In 1894, Lowell founded the Lowell Observatory in Flagstaff, Arizona. The observatory was ideally situated at an altitude of 7000 feet. The high altitude combined with the dry desert air made this site ideal for observing Mars, which was at that time very close to the Earth. Lowell observed the red planet for 15 years. He made intricate and detailed drawings of the planet's surface showing a complex network of intersecting lines and dark regions. Lowell believed these lines to be canals built by an advanced civilization of intelligent beings. He asserted that these canals were being used by a desperate race to transport precious water from the planet's icy poles. The dark regions were believed to be oases of green vegetation made possible by the irrigating canals. Lowell published these theories in three books: Mars (1895), Mars and Its Canals (1906), and Mars As the Abode of Life (1908). Today we now know that these "canals" are merely optical illusions caused by the turbulent atmosphere and the human eye's natural tendency to "connect the dots" on the planet's dark regions.

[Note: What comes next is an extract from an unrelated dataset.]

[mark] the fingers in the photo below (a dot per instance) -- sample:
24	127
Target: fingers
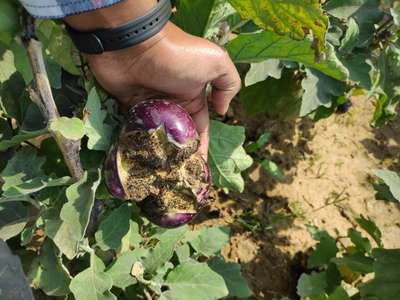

Aside from his detailed observations of Mars, Lowell's greatest contribution to the field of astronomy was made during the last eight years of his life. He was the first to realize the discrepancies between the calculated and observed positions of Uranus and Neptune. He believed that a ninth planet beyond the orbit of Neptune was responsible for the anomalies. He began to examine photographs of the regions of sky where he suspected the new planet might be found. He searched in vain for the new planet until his death in Flagstaff at in 1916. The search for the ninth planet continued for several years after Lowell's death. In 1930, the planet Pluto was finally discovered by Clyde Tombaugh. This discovery might not have been possible if it were not for the pioneering work of Lowell and his observations of the outer planets. Though this was his greatest contribution, he is still more well known for his theories and writings about the famous Martian canals.